True, Guy could have gotten out of it, but what would the cost have been?  He would have been implicated in Miriam’s murder, and even if he wasn’t found guilty of collusion, his reputation would have been tarnished.  He would have lost Anne, his job, and his lifestyle; and I truly believe that Guy weighed the risks of murdering Bruno’s father versus informing on Bruno, and he believed the lesser risk would come from committing murder.

And that should have been the end of it, right?  Both gentleman have killed the other’s nemesis, and they both go their separate ways and continue into the lifestyles they have so created.  Right?  WRONG.

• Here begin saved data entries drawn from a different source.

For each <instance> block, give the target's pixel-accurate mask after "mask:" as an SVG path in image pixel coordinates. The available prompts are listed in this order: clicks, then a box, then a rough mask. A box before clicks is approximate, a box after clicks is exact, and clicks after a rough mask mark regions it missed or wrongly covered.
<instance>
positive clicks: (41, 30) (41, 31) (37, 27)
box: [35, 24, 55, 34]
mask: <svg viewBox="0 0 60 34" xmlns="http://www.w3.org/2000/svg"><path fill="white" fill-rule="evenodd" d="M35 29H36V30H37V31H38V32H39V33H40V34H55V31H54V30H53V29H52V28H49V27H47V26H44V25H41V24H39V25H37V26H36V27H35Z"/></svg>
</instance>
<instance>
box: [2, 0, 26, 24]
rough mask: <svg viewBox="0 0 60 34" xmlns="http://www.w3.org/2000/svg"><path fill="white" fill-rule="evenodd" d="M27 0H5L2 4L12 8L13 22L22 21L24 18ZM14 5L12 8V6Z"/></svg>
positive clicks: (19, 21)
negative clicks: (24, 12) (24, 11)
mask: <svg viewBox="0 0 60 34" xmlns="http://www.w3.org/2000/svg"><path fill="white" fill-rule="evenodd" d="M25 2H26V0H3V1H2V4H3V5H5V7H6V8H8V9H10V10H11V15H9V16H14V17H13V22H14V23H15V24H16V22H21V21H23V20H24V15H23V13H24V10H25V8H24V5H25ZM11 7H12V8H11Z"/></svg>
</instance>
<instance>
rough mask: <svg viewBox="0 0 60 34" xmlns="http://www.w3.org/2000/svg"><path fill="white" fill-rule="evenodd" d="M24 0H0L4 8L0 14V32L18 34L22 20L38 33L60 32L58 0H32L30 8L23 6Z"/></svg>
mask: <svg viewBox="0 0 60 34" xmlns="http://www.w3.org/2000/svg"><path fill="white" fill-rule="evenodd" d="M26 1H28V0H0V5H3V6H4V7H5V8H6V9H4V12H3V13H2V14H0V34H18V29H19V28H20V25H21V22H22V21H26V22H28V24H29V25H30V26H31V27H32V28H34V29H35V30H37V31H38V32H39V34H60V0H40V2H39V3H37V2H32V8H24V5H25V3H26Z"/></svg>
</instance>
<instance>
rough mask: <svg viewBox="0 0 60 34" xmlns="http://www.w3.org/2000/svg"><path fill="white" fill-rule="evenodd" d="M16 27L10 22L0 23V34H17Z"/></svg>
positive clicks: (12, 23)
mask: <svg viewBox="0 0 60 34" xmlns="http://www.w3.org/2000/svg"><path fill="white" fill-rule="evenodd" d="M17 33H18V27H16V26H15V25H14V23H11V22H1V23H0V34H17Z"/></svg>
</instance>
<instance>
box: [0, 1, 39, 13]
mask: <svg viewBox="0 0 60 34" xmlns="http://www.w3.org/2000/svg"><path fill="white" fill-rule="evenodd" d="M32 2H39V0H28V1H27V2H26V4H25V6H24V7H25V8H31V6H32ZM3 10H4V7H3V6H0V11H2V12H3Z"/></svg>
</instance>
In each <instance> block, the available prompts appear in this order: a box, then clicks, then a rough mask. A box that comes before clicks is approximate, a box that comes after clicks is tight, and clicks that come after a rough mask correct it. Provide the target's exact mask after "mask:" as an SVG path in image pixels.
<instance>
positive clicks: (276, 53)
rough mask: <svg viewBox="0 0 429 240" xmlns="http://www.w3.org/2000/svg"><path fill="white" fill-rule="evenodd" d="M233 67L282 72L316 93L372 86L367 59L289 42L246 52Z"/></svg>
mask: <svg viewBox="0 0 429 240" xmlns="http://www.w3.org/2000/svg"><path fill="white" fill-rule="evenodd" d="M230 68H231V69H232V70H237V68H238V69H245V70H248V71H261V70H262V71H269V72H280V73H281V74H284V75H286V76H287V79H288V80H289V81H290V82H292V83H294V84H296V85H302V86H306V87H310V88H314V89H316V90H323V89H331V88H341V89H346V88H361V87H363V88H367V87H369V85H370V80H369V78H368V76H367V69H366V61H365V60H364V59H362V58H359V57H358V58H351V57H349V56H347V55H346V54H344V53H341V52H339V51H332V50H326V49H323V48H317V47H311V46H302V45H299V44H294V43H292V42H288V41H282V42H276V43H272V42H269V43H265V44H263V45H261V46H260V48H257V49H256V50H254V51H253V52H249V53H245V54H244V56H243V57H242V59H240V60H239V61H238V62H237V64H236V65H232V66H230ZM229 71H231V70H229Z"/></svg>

Oh, I already posted the tweet!  So the one where I said “The major flaw being himself”?  Yeah.  See, in doing all this murdering and crap, Bruno became infatuated with Guy: with Guy as a person, and with Guy as a representative of (I don’t know why I keep using this word, but it seems to fit) a lifestyle.  Once his father has departed this mortal coil, Bruno can’t resist meeting up with Guy to talk about it.  He hopes that now he has a friend.  A murder friend!  (But not Murder Husbands, because a certain show of my heart [and stomach, and other digestive/digestible organs] have locked that down like crazy.  Now renewed for a third season!)

And Bruno’s budding friendship (courtship?) complicates things for the both of them.  Because there’s a private detective on the trail, and he learns of Bruno’s new friend.  And then he digs deeper, and learns that they met on a train, conveniently around the time that Guy’s ex-wife was murdered.  And this detective ain’t no slouch – he easily puts two and two together and gets four, not five.

There’s more I could say about this book – I could go into the relationship between Guy and Bruno and their wives and/or mothers, and I’d love to discuss more about Guy’s name and how bland it is yet also acts as a gateway for the reader – you could be that Guy, which shows how we are all two steps away from murdering people.  But right now, I’ve written 1500 words in this thing over four days at work, and I need to be done with it now.  So – I’m done with the review now.